Closed damiankao closed 11 months ago

damiankao commented 3 years ago

It would be great if we can dump the color file into a text format or something easier to parse so we can analyze the graph.

rhysnewell commented 1 year ago

I would also appreciate this, alongside the index file if possible. Or perhaps some instruction on how to interpret the byte strings in the colours file?

cgroza commented 1 year ago

This would be useful for creating phylogenies based on k-mer sharing between colours using metrics like Jaccard distance.

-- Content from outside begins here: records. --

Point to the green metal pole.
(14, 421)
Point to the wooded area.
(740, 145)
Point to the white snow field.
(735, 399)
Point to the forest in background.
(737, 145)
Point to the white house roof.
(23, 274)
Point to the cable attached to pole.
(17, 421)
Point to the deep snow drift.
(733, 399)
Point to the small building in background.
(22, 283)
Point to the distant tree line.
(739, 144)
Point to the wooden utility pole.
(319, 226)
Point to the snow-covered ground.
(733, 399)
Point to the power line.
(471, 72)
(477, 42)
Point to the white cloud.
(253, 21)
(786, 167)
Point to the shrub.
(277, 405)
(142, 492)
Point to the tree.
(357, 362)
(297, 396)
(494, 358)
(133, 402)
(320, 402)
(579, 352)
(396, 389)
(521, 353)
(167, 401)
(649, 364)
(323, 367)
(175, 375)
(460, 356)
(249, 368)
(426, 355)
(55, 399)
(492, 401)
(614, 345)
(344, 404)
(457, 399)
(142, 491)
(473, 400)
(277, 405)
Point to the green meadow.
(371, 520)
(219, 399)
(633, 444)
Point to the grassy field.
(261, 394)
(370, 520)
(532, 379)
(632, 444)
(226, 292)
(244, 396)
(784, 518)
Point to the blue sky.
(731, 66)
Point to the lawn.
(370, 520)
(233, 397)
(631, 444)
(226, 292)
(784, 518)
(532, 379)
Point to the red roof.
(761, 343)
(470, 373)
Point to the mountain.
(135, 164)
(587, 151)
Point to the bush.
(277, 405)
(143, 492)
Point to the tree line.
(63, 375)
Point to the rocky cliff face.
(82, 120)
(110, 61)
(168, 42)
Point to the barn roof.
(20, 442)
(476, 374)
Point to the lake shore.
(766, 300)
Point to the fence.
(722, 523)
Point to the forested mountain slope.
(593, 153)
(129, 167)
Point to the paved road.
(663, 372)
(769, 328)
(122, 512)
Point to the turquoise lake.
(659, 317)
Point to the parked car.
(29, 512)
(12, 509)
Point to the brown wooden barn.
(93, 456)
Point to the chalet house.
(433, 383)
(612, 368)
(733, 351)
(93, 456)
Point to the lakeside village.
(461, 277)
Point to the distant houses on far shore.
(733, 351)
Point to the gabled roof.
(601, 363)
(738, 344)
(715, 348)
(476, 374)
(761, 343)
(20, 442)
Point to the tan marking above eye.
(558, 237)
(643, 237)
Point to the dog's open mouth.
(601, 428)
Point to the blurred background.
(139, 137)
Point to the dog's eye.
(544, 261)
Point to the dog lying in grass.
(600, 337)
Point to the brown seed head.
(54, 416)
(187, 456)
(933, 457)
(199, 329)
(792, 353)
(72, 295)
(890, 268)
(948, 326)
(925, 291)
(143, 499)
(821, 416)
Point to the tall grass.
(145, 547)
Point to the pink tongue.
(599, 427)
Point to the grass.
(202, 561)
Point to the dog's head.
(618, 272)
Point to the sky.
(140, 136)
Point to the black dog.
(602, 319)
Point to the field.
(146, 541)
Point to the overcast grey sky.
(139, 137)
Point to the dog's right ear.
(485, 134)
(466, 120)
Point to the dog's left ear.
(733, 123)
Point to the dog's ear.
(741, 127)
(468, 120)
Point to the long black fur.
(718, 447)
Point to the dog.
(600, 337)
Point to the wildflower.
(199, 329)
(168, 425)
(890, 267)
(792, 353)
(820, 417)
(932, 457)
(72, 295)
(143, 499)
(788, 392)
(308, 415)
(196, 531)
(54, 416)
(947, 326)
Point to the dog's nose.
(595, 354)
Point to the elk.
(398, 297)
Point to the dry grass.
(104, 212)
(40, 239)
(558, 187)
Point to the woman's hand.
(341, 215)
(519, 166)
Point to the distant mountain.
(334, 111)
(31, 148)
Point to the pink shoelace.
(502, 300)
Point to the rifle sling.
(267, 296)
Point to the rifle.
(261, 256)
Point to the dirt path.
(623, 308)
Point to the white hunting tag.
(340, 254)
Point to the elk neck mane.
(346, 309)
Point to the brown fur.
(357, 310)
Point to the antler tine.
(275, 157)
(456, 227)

cgroza commented 1 year ago

The right solution to this is to use the Bifrost API. I have made an attempt here, maybe it is useful to others: https://github.com/cgroza/bifrost_jaccard

GuillaumeHolley commented 11 months ago

Hi everyone,

@cgroza Thank you for your implementation!

There is now another fairly simple solution to do this:

  1. Make a FASTA file of each k-mer in the segments of the GFA file. Assuming k=31:

    zcat mygraph.gfa.gz | awk 'BEGIN {K=31} {if ($1=="S"){LEN_KM_UNITIG=length($3)-K+1; for (i=1; i<=LEN_KM_UNITIG; i+=1){print ">" $2 "_" i "\n" substr($3,i,K)}}}' > mygraph.kmers.fasta

    Every record in the generated FASTA file has a name with the form >x_y where x is the unitig ID (in the GFA) the k-mer is from and y is the position (1-based) of the k-mer within that unitig.

  2. Query the colored graph using the previously generated GFA

    Bifrost query -v -t 16 -e 1.0 -g mygraph.gfa.gz -C mygraph.color.bfg -q mygraph.kmers.fasta -o mygraph.colors

    The output file will be mygraph.colors.tsv which is a matrix (k-mers x colors). The intersection of a row (k-mer) and column (color) contains a binary value indicating whether the corresponding k-mer is present (1) or not (0) in the sample matching the corresponding color.

Given that Bifrost graphs are now fully indexed (.bfi file output alongside the .gfa) and are very fast to load in memory, this solution should take no time to run.